Published on October 25th, 2018 | by Joshua S Hill0
Onshore Wind To See “Years Of Growth” In Eastern Europe
October 25th, 2018 by Joshua S Hill
The onshore wind industry is set for “years of growth” across Eastern Europe, according to a new report from Wood Mackenzie Power & Renewables, which predicts 16 gigawatts (GW) of new capacity to be added in the region over the next 10 years.
The new report, entitled Eastern Europe Onshore Wind Market Outlook 2018, forecasts compound annual growth of 9% across Eastern Europe between 2018 and 2027, driven largely by the introduction of competitive auction schemes in Russia and Kazakhstan and proposed auctions in Poland and Ukraine, as the region essentially skips over the feed-in tariff (FiT) stage of wind development seen in Northern and Western Europe.
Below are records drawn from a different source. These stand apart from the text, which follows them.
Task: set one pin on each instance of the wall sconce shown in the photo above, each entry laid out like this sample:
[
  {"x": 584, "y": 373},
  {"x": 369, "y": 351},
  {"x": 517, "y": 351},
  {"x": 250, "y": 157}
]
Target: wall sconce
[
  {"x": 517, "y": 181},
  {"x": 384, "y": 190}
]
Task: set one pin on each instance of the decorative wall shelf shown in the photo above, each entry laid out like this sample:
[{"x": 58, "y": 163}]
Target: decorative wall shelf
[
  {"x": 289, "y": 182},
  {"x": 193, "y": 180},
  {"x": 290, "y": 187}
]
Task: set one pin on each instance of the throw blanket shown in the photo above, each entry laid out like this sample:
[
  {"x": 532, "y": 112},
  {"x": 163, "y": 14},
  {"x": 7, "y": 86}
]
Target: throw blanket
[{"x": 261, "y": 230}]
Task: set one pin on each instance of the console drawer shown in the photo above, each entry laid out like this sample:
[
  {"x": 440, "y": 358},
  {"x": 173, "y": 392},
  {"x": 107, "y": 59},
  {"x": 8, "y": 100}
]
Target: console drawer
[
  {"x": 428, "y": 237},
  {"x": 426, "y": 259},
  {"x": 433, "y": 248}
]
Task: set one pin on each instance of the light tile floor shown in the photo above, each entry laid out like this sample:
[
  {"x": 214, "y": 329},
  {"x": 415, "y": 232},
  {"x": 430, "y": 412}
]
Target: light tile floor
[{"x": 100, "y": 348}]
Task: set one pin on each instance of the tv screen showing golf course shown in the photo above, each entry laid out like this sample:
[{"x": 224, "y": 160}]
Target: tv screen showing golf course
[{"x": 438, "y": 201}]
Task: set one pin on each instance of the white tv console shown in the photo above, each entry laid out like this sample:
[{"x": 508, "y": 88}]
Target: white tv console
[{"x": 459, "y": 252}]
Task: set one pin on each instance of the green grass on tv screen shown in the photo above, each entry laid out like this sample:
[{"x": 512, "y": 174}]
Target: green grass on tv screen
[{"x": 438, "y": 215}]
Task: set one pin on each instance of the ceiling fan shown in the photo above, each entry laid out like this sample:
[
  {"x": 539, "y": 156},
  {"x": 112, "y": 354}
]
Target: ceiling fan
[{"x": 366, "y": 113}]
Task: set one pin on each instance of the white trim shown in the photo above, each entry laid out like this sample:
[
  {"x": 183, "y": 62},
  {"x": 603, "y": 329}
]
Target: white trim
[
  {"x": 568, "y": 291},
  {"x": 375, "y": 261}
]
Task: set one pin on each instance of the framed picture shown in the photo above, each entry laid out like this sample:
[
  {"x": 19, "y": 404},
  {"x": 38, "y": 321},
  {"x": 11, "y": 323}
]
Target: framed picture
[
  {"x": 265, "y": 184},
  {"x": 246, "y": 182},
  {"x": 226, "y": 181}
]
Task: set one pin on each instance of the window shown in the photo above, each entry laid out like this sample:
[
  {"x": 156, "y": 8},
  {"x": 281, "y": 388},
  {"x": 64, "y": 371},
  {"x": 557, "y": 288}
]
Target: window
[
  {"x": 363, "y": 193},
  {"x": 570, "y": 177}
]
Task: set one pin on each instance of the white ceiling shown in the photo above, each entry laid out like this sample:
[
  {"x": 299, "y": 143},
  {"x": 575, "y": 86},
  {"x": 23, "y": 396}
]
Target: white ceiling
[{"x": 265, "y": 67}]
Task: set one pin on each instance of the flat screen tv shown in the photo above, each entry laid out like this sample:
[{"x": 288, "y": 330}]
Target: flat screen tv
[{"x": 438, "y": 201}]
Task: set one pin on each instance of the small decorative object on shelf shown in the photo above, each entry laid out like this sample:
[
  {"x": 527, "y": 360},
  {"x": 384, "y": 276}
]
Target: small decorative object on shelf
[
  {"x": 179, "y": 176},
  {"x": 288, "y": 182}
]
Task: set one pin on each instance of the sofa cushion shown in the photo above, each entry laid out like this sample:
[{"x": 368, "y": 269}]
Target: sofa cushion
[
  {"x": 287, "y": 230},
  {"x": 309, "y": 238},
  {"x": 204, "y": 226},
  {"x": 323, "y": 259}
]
Competitive auctions have resulted in tremendous growth in Brazil and Saudi Arabia, for example, and now Eastern Europe is lining up to try it out.
“The main driver is the implementation of auction mechanisms in leading regional markets who want to reap the benefits of declining cost of wind power,” said Sohaib Malik, Wood Mackenzie Research Analyst and lead author of the report, who spoke to me via email. “Post-2020 growth will be driven by ageing coal fleet and stricter emissions regulations in EU member states.”
The report was published by Wood Mackenzie Power & Renewables, the resulting analyst group from the merger of solar, energy storage, and grid edge experts formerly of GTM Research, wind consultants and analysts from MAKE, and the global power team from Wood Mackenzie.
Somewhat unexpectedly, Russia will lead the way over the next decade as utilities are required to connect the majority of the awarded 3.2 GW between 2021 and 2024. The Ukraine, on the other hand, is expected to have transitioned away from its FiT regime by the end of 2019 which, according to Wood Mackenzie analysts, will create greater competition between developers in the country and further reduce the cost of wind power.
“Developers will add 60% of the forecasted capacity in Russia, Poland and Ukraine, which will drive regional market growth,” said Sohaib Malik.
“Poland will be picking back up as a dominant market in the region soon after the enactment of favourable amendments introduced to the renewable energy act in July 2018, which will allow the previously permitted, but halted, wind projects to participate in auctions,” explained Sohaib Malik. “This development gives a major boost to the Polish onshore wind market.”
“We expect significant coal decommissioning in Hungary, Poland and Romania after 2020 due mainly to an ageing fleet and stricter emissions regulations,” Malik added. “As wind power becomes more competitive due to reductions in technology costs and environmental benefits, it will be in a strong position to displace this coal power capacity in EU member states across the region.”
The Eastern European wind sector will also support the rise of new, smaller wind markets, such as Armenia, Azerbaijan, Georgia, and Slovakia, which will serve to ensure the long-term growth of wind in the region.